In this study, we estimated the synonymous evolutionary rate (SER) across the SARS-CoV-2 genome and used it to infer the relationship between the viral RNA and host protein. We also assessed the patterns of characteristic mutations found in different viral lineages.
We found that the SER varies across the genome and that the variation is primarily influenced by codon-related factors. Moreover, the conserved motifs identified based on the SER were found to be related to host RNA transport and regulation. Importantly, the majority of the existing fixed-characteristic mutations for five important virus lineages (Alpha, Beta, Gamma, Delta, and Omicron) were significantly enriched in partially constrained regions.
Taken together, our results provide unique information on the evolutionary and functional dynamics of SARS-CoV-2 based on synonymous mutations and offer potentially useful information for better control of the SARS-CoV-2 pandemic.

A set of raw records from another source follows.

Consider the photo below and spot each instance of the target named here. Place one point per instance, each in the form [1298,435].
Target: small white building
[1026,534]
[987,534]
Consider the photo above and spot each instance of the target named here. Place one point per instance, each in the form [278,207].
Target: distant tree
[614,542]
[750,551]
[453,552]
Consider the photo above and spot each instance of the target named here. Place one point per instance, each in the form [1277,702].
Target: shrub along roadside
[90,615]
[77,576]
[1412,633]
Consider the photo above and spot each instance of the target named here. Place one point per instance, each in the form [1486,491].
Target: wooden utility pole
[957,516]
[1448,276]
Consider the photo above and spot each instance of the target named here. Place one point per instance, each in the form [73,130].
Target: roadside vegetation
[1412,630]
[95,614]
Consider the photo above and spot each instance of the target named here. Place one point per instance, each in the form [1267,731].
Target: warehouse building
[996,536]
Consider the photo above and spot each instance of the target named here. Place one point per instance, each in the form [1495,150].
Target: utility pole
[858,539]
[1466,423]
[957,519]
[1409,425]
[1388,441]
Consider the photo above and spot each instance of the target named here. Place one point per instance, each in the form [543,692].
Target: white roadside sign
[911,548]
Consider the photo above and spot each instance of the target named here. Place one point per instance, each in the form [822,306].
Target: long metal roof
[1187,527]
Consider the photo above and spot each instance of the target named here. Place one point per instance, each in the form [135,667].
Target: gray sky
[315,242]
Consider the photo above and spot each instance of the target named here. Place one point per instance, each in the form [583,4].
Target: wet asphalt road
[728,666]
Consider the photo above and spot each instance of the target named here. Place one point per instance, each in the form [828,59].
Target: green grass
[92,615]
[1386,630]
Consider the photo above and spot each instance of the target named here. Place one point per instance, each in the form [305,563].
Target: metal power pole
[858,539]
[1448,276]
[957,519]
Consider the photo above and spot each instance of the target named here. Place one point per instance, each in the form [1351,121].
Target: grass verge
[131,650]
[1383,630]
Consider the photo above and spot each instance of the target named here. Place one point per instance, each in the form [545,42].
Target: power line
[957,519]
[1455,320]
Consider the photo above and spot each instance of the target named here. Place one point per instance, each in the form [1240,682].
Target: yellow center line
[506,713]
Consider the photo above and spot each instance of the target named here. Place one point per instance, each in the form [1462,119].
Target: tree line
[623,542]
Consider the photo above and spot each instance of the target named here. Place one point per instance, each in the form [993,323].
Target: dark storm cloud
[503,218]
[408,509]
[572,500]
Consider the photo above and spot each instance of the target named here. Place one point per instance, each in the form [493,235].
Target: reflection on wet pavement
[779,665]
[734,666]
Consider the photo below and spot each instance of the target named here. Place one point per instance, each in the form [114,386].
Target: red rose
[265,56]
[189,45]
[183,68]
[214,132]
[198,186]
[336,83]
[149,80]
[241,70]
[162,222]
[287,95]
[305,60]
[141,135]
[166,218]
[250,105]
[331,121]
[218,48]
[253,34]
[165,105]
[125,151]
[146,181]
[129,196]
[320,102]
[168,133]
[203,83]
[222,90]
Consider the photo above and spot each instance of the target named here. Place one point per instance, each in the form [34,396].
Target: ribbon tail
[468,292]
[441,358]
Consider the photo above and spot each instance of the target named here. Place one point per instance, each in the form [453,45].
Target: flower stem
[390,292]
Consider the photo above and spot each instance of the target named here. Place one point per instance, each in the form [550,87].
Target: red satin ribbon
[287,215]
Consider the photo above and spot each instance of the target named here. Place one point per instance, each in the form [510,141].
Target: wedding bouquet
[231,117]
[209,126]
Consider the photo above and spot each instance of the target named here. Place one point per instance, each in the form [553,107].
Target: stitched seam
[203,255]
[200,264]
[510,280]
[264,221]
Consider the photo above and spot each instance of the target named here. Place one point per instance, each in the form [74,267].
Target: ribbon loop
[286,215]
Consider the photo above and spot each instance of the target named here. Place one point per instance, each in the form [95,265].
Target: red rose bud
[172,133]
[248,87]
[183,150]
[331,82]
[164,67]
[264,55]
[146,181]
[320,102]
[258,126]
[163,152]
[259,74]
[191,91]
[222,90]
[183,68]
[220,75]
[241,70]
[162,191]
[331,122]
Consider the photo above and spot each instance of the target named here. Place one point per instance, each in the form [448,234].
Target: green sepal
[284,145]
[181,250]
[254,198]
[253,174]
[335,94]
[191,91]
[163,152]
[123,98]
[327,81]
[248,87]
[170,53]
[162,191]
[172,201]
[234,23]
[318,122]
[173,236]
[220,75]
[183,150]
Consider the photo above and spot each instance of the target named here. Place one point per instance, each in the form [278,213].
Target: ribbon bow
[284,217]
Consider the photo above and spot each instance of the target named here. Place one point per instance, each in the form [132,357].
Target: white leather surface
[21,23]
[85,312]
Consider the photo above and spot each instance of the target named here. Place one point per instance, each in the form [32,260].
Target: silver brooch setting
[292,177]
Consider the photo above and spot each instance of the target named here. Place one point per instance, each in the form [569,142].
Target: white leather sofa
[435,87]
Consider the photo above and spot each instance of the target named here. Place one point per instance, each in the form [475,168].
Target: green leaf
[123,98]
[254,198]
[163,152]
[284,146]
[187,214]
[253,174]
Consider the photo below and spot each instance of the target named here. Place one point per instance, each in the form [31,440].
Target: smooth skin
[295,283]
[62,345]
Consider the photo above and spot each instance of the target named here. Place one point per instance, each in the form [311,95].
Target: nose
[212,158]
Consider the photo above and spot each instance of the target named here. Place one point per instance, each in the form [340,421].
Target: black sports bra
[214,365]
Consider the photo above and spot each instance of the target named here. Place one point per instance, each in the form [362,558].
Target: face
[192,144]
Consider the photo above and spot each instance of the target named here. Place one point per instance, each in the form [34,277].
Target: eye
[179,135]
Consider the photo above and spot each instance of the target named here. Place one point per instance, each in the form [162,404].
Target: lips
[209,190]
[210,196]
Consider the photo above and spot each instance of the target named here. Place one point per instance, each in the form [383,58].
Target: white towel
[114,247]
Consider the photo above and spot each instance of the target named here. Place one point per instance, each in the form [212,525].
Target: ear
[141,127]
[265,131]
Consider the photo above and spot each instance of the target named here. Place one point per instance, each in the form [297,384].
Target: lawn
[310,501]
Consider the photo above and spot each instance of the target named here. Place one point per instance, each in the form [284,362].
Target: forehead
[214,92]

2019冠状病毒病是由严重急性呼吸综合征冠状病毒2(SARS-CoV-2)引起的一种传染病。该病毒的有影响力的变体和突变体不断出现,迫切需要更多有效的病毒相关信息来识别和预测新的突变体。根据早期报告,同义替换被认为在表型上是沉默的;因此,此类突变在病毒突变研究中经常被忽视,因为它们不会直接导致氨基酸变化。然而,最近的研究表明,同义替换并非完全沉默,因此应该描绘它们的模式和潜在的功能相关性,以便更好地控制这一流行病。
在本研究中,我们估计了SARS-CoV-2基因组的同义进化速率(SER),并利用它来推断病毒RNA与宿主蛋白之间的关系。我们还评估了在不同病毒谱系中发现的特征性突变模式。
我们发现SER在整个基因组中有所不同,并且这种变化主要受密码子相关因素的影响。此外,基于SER鉴定出的保守基序与宿主RNA转运和调控有关。重要的是,五个重要病毒谱系(阿尔法、贝塔、伽马、德尔塔和奥密克戎)现有的大多数固定特征突变在部分受限区域显著富集。
综上所述,我们的结果提供了基于同义突变的SARS-CoV-2进化和功能动态的独特信息,并为更好地控制SARS-CoV-2大流行提供了潜在有用的信息。